About Denial - a personal insight

"My old friend Denial,
wraps around me tight
n' warm, useen, unknown, unfelt.
Below my radar, how can it be
that others can see
what I cannot and how
can it be that my friend
hides from me that which will
hurt so deep and tear me apart?"

I wrote this when we stayed with my mum.

I didn't want to think that she was dying or was in pain,
or even that she was miserable.

.....so I went into denial.

And denial has many forms....as I discovered!

I would go into anaesthesia denial - and drift around the place, not really knowing what was going on.

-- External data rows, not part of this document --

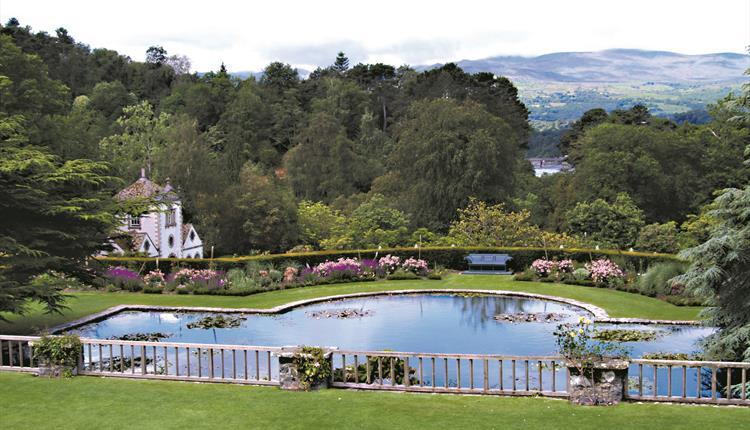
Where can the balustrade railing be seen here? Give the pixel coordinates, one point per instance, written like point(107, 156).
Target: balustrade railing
point(675, 381)
point(450, 373)
point(181, 361)
point(682, 381)
point(16, 354)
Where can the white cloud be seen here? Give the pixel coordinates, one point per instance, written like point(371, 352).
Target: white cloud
point(248, 36)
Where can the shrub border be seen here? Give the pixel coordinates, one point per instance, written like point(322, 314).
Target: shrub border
point(448, 256)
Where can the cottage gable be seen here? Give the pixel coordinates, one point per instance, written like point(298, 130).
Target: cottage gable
point(160, 232)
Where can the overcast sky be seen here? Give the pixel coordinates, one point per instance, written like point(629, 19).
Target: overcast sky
point(247, 36)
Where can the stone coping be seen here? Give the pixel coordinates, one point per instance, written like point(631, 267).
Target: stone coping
point(599, 314)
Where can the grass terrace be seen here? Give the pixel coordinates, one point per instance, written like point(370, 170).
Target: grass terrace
point(37, 402)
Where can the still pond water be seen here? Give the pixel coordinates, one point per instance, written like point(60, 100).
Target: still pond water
point(438, 323)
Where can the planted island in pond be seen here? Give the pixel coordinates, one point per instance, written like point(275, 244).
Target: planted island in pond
point(217, 321)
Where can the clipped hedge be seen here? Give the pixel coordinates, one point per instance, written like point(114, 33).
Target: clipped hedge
point(449, 257)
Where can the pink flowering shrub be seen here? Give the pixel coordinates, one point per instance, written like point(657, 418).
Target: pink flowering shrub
point(124, 278)
point(418, 267)
point(543, 267)
point(565, 266)
point(154, 279)
point(340, 268)
point(206, 278)
point(389, 263)
point(290, 275)
point(604, 271)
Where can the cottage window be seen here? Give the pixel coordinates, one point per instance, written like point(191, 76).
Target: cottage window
point(171, 218)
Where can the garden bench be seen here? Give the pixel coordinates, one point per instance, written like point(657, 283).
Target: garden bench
point(490, 264)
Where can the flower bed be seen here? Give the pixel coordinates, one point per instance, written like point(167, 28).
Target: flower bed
point(601, 273)
point(257, 278)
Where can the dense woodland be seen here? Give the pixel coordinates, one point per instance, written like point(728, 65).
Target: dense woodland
point(360, 155)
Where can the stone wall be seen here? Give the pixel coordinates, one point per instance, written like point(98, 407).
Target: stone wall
point(604, 384)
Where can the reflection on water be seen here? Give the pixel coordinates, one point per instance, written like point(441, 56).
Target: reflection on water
point(425, 323)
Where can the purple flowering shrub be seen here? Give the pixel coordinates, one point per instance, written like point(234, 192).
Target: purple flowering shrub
point(415, 266)
point(154, 279)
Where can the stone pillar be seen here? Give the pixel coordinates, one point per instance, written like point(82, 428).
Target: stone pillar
point(289, 378)
point(603, 384)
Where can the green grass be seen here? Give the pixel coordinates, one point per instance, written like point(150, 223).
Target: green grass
point(88, 402)
point(616, 303)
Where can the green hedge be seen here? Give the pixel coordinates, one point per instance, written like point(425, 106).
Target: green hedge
point(449, 257)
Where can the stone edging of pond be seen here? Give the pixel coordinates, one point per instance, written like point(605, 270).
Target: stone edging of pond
point(599, 314)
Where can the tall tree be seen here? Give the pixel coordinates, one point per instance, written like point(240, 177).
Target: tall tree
point(341, 64)
point(445, 152)
point(55, 215)
point(141, 138)
point(325, 163)
point(611, 225)
point(243, 132)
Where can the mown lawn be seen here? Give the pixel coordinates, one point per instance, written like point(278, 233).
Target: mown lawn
point(88, 402)
point(616, 303)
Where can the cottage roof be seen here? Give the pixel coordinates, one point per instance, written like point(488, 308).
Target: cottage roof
point(185, 231)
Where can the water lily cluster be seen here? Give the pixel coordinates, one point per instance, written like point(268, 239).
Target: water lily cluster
point(604, 271)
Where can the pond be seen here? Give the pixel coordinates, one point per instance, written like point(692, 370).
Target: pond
point(437, 323)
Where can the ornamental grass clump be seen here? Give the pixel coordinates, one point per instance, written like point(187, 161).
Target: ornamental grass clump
point(313, 365)
point(578, 344)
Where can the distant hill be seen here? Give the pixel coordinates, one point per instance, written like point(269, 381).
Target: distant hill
point(557, 88)
point(614, 65)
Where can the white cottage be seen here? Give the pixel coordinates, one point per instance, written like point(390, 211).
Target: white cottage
point(161, 232)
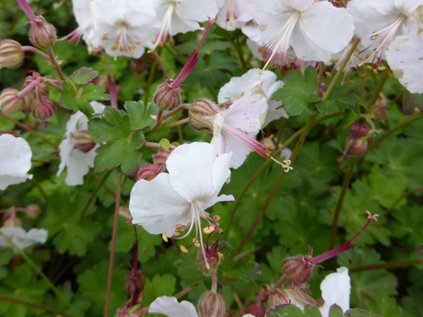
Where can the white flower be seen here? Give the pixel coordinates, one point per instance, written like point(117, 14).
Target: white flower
point(76, 161)
point(336, 289)
point(379, 22)
point(170, 307)
point(255, 79)
point(181, 16)
point(179, 198)
point(15, 160)
point(235, 128)
point(405, 57)
point(124, 27)
point(21, 238)
point(233, 14)
point(314, 29)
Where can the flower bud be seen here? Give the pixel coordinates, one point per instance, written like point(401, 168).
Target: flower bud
point(211, 304)
point(150, 171)
point(32, 210)
point(297, 269)
point(10, 101)
point(11, 54)
point(359, 129)
point(356, 147)
point(44, 109)
point(202, 113)
point(166, 96)
point(83, 141)
point(42, 34)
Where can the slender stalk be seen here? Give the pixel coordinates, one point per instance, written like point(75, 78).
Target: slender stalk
point(55, 64)
point(34, 266)
point(344, 63)
point(345, 185)
point(13, 299)
point(306, 129)
point(113, 245)
point(387, 265)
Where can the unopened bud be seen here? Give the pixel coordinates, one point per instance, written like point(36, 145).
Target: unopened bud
point(10, 101)
point(11, 54)
point(359, 129)
point(297, 269)
point(166, 96)
point(32, 210)
point(202, 113)
point(150, 171)
point(211, 304)
point(356, 147)
point(44, 109)
point(83, 141)
point(42, 34)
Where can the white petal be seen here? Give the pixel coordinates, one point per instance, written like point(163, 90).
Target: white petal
point(15, 160)
point(170, 307)
point(405, 57)
point(157, 207)
point(336, 289)
point(190, 167)
point(328, 27)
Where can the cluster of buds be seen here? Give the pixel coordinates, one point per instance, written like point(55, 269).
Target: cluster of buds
point(357, 144)
point(11, 54)
point(150, 170)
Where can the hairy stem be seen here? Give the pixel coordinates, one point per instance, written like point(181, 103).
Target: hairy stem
point(113, 245)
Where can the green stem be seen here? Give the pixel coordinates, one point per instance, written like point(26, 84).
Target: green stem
point(345, 185)
point(52, 311)
point(113, 245)
point(36, 269)
point(306, 129)
point(387, 265)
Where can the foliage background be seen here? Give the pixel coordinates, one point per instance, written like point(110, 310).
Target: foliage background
point(384, 263)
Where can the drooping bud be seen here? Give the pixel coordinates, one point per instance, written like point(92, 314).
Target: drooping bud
point(166, 96)
point(44, 109)
point(149, 171)
point(42, 34)
point(32, 210)
point(83, 141)
point(297, 269)
point(10, 101)
point(202, 113)
point(359, 129)
point(11, 54)
point(356, 147)
point(211, 304)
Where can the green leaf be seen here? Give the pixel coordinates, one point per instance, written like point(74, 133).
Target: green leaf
point(83, 75)
point(141, 116)
point(298, 91)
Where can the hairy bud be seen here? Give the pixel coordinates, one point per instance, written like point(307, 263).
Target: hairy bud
point(44, 109)
point(297, 269)
point(166, 96)
point(202, 113)
point(83, 141)
point(212, 304)
point(10, 101)
point(42, 34)
point(11, 54)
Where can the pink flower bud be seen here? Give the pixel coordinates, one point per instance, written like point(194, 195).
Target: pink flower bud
point(166, 96)
point(42, 34)
point(359, 129)
point(44, 109)
point(83, 141)
point(202, 113)
point(10, 101)
point(211, 304)
point(11, 54)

I would also go into steamroller denial - that was where I would steadfastly ignore that anything was wrong and start trying to motivate her, get her to do courses, get her out and about.

And then there was siege denial - the doctors were wrong, the medication was wrong - noone could see what I could see with her - what's wrong with everyone?

I'm back in New Zealand now - I talk with my mum by phone every day. My denial takes on all sorts of different forms - it seems to be intrinsically formless and shifts shape and strategies readily.

For me, the only attitude I can take is to automatically assume that I'm in denial no matter what I feel.

And that, strangely enough, feels okay.

I seem to be wearing my denial like a piece of clothing - something that's important for me to be aware of, but something that is after all, separate from me and the reality around me.

Email Mike...

1 comment:

Deb Robertson Writes said...

Do you are writing as if denial is a bad thing. It's a protective mechanism that we as humans use to survive, to keep going and to adapt to a changing environment. I think the kind of denial you are writing about is a part of our human experience, otherwise the pain of our existence would cause us to give up all hope and stop adapting to what is going on around us. I think denial is like the board we use to surf the waves we find ourselves in.